— Appeal by the defendant from a judgment of the Supreme Court, Kings County (Lombardo, J.), rendered March 26, 1984, convicting him of rape in the first degree, sodomy in the first degree and sexual abuse in the first degree, upon a jury verdict, and imposing sentence. The appeal brings up for review the denial, after a hearing, of, that branch of the defendant’s omnibus motion which was for the suppression of identification testimony.
Ordered that the judgment is affirmed.
Initially we note that the pretrial identification was not unduly suggestive. The victim was asked if she recognized anyone in the lineup and she immediately identified the defendant. She did not observe the defendant or the stand-ins prior to the lineup, and no suggestion was made as to whom she should select. As the arresting officer’s testimony as to these facts was sufficient, there was no need to subject the eight-year-old victim to giving testimony at the hearing. There is no automatic rule requiring that the complainant testify at a Wade hearing (see, People v Brown, 111 AD2d 928). Thus, suppression of the pretrial identification was properly denied.
We find that the defendant voluntarily accompanied the police to the precinct and was not placed under arrest until he was identified in the lineup.
The assessment of the evidence and the witnesses’ credibil*742ity was a question primarily for the jury and we are satisfied that the evidence established the defendant’s guilt beyond a reasonable doubt and the verdict was not against the weight of the evidence (see, People v Jeffries, 125 AD2d 412, lv denied 69 NY2d 882; CPL 470.15 [5]).

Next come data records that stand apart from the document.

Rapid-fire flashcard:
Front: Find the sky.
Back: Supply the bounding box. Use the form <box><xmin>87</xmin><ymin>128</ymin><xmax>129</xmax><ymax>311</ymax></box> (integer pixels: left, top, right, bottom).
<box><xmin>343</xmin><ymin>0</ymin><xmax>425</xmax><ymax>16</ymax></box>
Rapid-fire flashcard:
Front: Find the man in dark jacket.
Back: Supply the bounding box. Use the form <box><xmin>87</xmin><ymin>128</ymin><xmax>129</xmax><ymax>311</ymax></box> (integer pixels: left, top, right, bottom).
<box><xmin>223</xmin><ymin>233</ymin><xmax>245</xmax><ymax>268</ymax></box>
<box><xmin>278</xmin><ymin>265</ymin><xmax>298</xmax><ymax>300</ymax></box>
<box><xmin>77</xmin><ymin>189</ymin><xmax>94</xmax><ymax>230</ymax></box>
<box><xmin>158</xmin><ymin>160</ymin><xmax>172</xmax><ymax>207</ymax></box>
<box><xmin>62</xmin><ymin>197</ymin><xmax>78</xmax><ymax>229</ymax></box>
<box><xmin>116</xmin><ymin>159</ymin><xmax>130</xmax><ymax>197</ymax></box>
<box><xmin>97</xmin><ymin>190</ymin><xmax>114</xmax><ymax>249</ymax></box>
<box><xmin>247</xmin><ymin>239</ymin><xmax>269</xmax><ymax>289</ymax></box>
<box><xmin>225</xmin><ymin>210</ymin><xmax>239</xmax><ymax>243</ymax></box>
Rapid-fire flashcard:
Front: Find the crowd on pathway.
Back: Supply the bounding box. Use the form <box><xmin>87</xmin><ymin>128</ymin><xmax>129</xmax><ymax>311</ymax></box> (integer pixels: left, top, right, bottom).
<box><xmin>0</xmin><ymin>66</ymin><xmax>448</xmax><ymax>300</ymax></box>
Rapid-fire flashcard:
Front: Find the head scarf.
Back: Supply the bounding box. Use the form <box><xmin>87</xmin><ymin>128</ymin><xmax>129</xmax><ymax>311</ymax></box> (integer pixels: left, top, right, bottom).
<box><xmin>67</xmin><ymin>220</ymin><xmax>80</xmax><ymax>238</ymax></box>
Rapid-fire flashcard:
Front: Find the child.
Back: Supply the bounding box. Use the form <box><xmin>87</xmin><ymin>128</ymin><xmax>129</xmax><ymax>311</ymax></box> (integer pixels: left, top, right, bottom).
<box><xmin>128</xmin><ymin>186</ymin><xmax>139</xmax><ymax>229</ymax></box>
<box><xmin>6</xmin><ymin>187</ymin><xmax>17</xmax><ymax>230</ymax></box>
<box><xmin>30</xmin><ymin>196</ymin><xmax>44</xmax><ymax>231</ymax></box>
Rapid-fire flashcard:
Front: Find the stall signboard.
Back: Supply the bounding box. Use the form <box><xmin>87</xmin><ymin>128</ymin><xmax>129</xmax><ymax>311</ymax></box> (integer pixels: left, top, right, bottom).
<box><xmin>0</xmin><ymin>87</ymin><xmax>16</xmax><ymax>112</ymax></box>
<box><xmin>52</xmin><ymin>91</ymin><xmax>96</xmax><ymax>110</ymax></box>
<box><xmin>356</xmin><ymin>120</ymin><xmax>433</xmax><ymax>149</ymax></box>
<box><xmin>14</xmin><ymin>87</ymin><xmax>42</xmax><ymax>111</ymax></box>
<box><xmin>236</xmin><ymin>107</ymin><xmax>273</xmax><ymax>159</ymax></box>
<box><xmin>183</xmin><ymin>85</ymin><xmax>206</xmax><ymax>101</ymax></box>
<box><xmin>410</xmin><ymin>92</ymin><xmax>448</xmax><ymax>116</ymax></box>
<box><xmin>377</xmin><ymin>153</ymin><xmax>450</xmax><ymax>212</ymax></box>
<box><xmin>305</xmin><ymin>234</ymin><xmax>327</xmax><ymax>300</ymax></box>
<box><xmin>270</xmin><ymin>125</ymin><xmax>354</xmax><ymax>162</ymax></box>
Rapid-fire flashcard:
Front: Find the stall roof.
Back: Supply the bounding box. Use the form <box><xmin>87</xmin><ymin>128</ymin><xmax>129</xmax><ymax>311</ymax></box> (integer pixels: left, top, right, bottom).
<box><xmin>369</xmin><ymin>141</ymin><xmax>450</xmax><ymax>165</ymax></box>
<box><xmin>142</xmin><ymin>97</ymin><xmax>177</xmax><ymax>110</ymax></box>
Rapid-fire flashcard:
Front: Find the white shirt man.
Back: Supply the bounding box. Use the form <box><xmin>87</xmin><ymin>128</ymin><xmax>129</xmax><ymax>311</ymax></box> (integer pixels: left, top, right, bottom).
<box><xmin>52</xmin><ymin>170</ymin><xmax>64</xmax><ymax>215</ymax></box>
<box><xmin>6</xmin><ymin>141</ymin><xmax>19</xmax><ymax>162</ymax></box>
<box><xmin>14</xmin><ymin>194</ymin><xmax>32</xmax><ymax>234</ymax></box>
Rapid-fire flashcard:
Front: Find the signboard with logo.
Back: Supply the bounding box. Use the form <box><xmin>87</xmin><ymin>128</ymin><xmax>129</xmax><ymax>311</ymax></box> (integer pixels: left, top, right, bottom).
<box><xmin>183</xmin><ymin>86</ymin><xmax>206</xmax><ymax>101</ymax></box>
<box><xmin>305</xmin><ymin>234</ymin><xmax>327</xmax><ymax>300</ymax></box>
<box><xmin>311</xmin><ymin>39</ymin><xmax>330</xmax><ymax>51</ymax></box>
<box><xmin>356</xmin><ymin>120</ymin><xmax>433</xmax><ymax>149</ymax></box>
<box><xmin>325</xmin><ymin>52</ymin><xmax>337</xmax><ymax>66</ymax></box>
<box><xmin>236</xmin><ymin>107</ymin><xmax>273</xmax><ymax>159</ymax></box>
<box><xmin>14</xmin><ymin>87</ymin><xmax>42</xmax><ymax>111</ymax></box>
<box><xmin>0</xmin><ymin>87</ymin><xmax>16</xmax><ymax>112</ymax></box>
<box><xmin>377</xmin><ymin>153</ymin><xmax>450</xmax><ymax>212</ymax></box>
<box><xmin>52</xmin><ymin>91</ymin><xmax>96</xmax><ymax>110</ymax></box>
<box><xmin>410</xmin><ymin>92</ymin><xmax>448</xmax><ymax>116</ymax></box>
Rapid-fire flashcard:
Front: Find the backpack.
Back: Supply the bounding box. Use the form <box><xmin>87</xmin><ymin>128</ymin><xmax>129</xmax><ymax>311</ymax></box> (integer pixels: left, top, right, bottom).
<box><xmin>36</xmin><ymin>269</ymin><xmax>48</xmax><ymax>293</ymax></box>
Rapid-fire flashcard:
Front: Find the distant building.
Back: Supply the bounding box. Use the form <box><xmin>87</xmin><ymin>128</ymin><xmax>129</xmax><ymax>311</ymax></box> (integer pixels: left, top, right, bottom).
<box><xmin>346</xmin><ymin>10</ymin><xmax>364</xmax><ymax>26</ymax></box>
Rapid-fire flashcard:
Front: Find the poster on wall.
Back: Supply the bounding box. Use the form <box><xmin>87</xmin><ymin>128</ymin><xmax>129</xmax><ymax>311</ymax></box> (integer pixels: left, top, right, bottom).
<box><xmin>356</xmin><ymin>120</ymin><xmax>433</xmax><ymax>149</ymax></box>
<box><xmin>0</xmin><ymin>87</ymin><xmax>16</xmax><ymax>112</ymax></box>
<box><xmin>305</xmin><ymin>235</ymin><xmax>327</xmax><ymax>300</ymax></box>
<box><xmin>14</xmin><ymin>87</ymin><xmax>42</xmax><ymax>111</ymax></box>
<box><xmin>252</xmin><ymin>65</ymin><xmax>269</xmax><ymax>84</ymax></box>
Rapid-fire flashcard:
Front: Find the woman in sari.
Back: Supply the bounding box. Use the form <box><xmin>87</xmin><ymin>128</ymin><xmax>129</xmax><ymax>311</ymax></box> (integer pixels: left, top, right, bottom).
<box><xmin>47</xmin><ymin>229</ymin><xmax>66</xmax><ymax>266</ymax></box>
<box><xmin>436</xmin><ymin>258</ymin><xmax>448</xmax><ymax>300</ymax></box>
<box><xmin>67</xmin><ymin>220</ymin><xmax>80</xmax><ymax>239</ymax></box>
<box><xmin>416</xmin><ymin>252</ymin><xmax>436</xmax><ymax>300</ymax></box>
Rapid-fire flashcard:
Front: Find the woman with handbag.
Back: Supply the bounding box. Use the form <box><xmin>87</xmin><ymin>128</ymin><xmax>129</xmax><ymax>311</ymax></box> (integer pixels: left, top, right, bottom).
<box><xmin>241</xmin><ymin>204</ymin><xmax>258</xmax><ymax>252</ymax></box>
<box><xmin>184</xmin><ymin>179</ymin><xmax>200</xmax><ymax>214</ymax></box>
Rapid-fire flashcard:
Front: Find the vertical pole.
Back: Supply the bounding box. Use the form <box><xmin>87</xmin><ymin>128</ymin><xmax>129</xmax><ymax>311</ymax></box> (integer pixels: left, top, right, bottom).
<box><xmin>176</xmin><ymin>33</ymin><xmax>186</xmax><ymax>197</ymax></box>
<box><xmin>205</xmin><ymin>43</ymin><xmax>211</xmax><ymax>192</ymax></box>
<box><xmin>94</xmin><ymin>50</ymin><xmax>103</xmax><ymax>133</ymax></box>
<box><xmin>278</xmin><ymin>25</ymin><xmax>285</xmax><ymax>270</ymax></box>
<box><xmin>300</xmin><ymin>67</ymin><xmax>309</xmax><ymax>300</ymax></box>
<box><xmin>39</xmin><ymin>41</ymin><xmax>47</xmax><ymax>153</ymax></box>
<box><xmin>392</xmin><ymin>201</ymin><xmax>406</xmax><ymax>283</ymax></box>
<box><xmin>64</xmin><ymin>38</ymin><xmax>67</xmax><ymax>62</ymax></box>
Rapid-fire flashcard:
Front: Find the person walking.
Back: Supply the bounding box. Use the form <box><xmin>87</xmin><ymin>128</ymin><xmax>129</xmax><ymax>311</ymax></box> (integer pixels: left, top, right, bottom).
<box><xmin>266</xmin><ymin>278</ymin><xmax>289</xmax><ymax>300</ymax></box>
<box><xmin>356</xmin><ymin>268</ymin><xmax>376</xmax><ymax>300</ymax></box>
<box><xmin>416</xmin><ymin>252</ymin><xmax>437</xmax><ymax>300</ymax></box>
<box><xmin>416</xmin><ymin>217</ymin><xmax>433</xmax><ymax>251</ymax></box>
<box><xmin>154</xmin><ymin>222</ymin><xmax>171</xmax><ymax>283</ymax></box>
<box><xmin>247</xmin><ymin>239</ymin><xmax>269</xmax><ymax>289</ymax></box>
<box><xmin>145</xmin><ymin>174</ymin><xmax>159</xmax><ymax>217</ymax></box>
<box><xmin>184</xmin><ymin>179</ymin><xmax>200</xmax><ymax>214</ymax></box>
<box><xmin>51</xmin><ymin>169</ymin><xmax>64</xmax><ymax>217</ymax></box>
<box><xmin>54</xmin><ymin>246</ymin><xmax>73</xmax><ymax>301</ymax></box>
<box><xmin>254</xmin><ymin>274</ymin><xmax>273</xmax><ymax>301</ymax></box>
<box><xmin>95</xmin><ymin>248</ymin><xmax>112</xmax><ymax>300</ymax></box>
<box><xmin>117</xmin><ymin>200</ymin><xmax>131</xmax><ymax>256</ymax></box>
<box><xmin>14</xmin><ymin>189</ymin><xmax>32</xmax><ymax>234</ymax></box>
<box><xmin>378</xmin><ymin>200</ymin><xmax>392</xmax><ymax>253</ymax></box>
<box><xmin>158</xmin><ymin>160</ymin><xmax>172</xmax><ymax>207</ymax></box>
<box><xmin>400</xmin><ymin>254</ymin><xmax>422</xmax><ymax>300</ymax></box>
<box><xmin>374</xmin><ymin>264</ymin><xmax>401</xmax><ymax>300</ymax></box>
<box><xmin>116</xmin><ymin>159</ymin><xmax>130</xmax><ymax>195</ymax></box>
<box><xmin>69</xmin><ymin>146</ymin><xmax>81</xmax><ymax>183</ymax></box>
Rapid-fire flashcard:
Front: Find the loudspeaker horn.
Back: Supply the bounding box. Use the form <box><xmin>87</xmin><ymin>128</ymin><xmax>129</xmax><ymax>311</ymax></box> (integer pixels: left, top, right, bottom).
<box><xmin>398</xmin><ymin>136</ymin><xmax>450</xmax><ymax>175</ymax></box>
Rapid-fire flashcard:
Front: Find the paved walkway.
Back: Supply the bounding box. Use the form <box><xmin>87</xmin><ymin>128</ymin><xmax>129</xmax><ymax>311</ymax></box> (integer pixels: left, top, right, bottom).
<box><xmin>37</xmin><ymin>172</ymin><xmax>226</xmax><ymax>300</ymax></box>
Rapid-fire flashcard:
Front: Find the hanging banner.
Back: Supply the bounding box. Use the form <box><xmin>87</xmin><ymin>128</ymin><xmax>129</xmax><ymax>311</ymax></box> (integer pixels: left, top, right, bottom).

We cannot accept the defendant’s argument that prosecutorial inquiry into the underlying facts of 9 of his 24 prior convictions was unduly prejudicial. Such evidence was relevant to impeach his credibility and to demonstrate that he consistently placed his interests above those of society (see, People v Allweiss, 48 NY2d 40; People v Duffy, 36 NY2d 258, motion to amend remittitur granted 36 NY2d 857, cert denied 423 US 861). As this case involved both direct and circumstantial evidence, we find no error in the court’s failure to deliver a "moral certainty” charge (see, People v Barnes, 50 NY2d 375; People v Benzinger, 36 NY2d 29).
The defendant’s final claim of error in the submission of a verdict sheet is not preserved for review (CPL 470.05 [2]), and we decline to reach it in the interest of justice. Mangano, J. P., Thompson, Bracken and Weinstein, JJ., concur.